Client Money Protection (CMP), the initiative which safeguards landlords and tenants' funds held by letting agents, remains a voluntary choice for letting agents, despite years of campaigning by a number of industry bodies.
Back in April, though, the Government made a series of amendments to its Housing & Planning Bill which marked a step closer to introducing mandatory CMP.
At the time, John Midgley, the chair of SAFEagent – the kite-mark scheme which denotes firms that protect clients' money – said that while we're getting closer to mandatory CMP, 'we're not there yet'.
Since these developments, however, significant progress has been made...
Government consultation launched
On August 22, the Department for Communities and Local Government (DCLG) launched an official review and consultation into Client Money Protection.
The review was prefaced by an open letter jointly penned by Housing Minister Gavin Barwell, Baroness Hayter and Lord Palmer.
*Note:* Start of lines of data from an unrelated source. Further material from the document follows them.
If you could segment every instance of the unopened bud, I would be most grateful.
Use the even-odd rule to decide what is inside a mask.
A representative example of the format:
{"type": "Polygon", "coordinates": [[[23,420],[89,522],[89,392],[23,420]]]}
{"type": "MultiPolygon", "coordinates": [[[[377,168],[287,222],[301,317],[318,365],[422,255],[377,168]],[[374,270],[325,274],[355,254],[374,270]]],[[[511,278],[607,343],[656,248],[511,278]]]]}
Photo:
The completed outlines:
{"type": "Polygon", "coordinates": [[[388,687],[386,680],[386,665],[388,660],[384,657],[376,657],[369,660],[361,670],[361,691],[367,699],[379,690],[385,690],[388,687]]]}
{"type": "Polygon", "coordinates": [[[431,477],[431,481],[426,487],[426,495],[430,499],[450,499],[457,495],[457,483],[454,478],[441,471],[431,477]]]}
The six-week consultation period was launched instantly and closes on October 3.
The DCLG states that it will work with members of the House of Lords to form a 'working group' which will preside over the consultation responses and decide whether mandatory CMP should be introduced as per the changes in the Housing and Planning Act which were rubber stamped in April.
The consultation calls for all responses regarding CMP, but asks for a particular focus on a set of 17 questions which could be answered by letting agents, landlords, tenants or any other parties with an interest in the lettings sector.
The questions cover the issue of how many claims are made on CMP schemes, whether an agent's membership of a CMP scheme influences landlords or tenants and what services letting agents receive from being a member of a CMP scheme.
Who is supporting the review into mandatory CMP?
As you might expect, SAFEagent has thrown its full weight behind the consultation as well as several other letting industry bodies. Here's a snippet of what some of them had to say:
SAFEagent: “Quite simply, the industry wants it, and all members of licensing, professional and trade bodies already have it. Cost is not an issue here. [The] Government should recognise that the cost of CMP is a small price to pay by an agent who genuinely wants to protect their clients and consumers."
Residential Landlords Association: “It is ironic that estate agents are legally required to be registered yet don’t handle money, yet agents handling tenant and landlord money are at present free to do what they like. We believe CMP schemes are an essential measure.”
National Approved Letting Scheme: “NALS will be responding fully to the consultation to inform the argument that all agents should be covered by CMP, and we urge others to do so too. We hope this review will finally lead to mandatory CMP for all letting agents.”
Association of Residential Letting Agents: “We’ve been calling for the launch of this review for some time so we are very pleased that it has now been announced. It’s really important [that] the wider industry come[s] together as one clear, loud voice to call for full, mandatory CMP through this consultation.”
What are the potential objections?
Although agents and lettings industry figures are now getting the chance to put forward their thoughts on compulsory CMP, the DCLG does raise some of its own concerns.
The open letter states that the Government's predominant concern is making the 'vast majority' of 'honest' agents pay for insurance against themselves being fraudulent.
It goes on to say that the other reason that agents' clients could lose their money is due to bankruptcy.
However, it argues that letting agents don't need to be part of a CMP scheme in order to make sure this money is paid back to landlords and tenants.
It says that all they need to do is make sure the money is held in registered client accounts and that it is agreed in advance with the bank that in the event the firm does go under, it is protected and returned to the client instead of being used to pay off the agent's debts.
The DCLG is therefore suggesting that because of these factors, compulsory CMP may not be necessary. The document also mentions that if all agents have to pay to join a CMP scheme, it could 'result in higher rents for tenants'.
The documentation quotes 'industry estimates' that the UK's letting agents hold around £2.7 billion of client funds.
It also says that an agent's typical annual membership fee for a CMP scheme is £300-£500 and that around 60%-80% of agents are currently voluntarily offering CMP.
What can you do?
Letting agents can respond to the consultation any time before Monday October 3.
Participants will also need to indicate whether they would be happy to meet with the CMP working group in the future.
The Government's doubts outlined above show why it's so important for as many letting agents as possible to respond to the consultation and explain why they feel mandatory CMP is necessary.
This is the closest the industry has ever come to securing mandatory CMP and if the consultation period is successful in convincing the Government to introduce it as an industry-wide requirement, it will be seen as a huge victory for honest, hard-working letting agents.